ERIC Number: ED399474
Record Type: Non-Journal
Publication Date: 1995
Reference Count: N/A
Learned Helplessness: A Theory for the Age of Personal Control.
Peterson, Christopher; And Others
Experiences with uncontrollable events may lead to the expectation that future events will elude control, resulting in disruptions in motivation, emotion, and learning. This text explores this phenomenon, termed learned helplessness, tracking it from its discovery to its entrenchment in the psychological canon. The volume summarizes and integrates the theory, research, and application of learned helplessness. The chapters discuss: the phenomena of helplessness and personal control; observations of learned helplessness in animals, including an account of how the condition was first observed in dogs who were repeatedly shocked; the biology of learned helplessness, with an emphasis on biochemical reactions and their effects on organisms; learned helplessness in people, including a meta-analysis of human helplessness studies; the attributional reformulation, which looks at causal explanations and the locus of control; connections between learned helplessness and depression; social problems arising from learned helplessness; correlations between learned helplessness and physical health; and an epilogue which examines the importance of control and some of the disputes surrounding the concept of learned helplessness.
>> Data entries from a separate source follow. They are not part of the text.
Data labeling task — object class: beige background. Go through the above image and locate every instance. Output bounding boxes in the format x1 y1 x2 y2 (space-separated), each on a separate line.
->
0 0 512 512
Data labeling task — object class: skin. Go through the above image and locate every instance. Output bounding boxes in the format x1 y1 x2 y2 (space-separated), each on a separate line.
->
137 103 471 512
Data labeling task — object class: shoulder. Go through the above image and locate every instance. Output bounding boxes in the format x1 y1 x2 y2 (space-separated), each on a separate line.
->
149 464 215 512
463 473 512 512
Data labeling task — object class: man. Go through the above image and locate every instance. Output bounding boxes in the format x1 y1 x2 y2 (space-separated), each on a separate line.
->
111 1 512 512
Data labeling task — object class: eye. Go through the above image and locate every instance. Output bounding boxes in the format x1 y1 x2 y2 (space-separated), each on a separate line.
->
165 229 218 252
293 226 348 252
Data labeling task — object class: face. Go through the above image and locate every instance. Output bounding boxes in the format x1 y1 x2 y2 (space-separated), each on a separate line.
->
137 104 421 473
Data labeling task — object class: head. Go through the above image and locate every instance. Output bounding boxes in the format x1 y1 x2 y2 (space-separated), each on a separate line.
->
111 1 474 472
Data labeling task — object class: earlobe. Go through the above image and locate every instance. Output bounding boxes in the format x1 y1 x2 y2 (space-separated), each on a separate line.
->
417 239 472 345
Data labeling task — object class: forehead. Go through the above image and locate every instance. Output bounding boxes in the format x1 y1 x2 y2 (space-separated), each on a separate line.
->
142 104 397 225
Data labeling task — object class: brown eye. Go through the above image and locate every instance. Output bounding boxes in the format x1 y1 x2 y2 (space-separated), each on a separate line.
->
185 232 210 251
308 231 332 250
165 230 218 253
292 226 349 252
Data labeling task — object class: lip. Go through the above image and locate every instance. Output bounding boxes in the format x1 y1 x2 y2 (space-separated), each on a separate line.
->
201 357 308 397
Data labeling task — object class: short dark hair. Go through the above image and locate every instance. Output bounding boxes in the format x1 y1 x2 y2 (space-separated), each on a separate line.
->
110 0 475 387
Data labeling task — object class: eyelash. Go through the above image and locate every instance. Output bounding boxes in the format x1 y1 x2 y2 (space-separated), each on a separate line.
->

Each chapter critically evaluates what is known and not known about relevant topics and offers suggestions for future research. Contains over 550 references, as well as an author index and a subject index. (RJM)
Descriptors: Apathy, Attribution Theory, Depression (Psychology), Emotional Problems, Failure, Helplessness, Individual Power, Inhibition, Physical Environment, Psychological Patterns, Social Behavior, Social Environment
Oxford University Press, 198 Madison Ave., New York, NY 10016 ($18.95).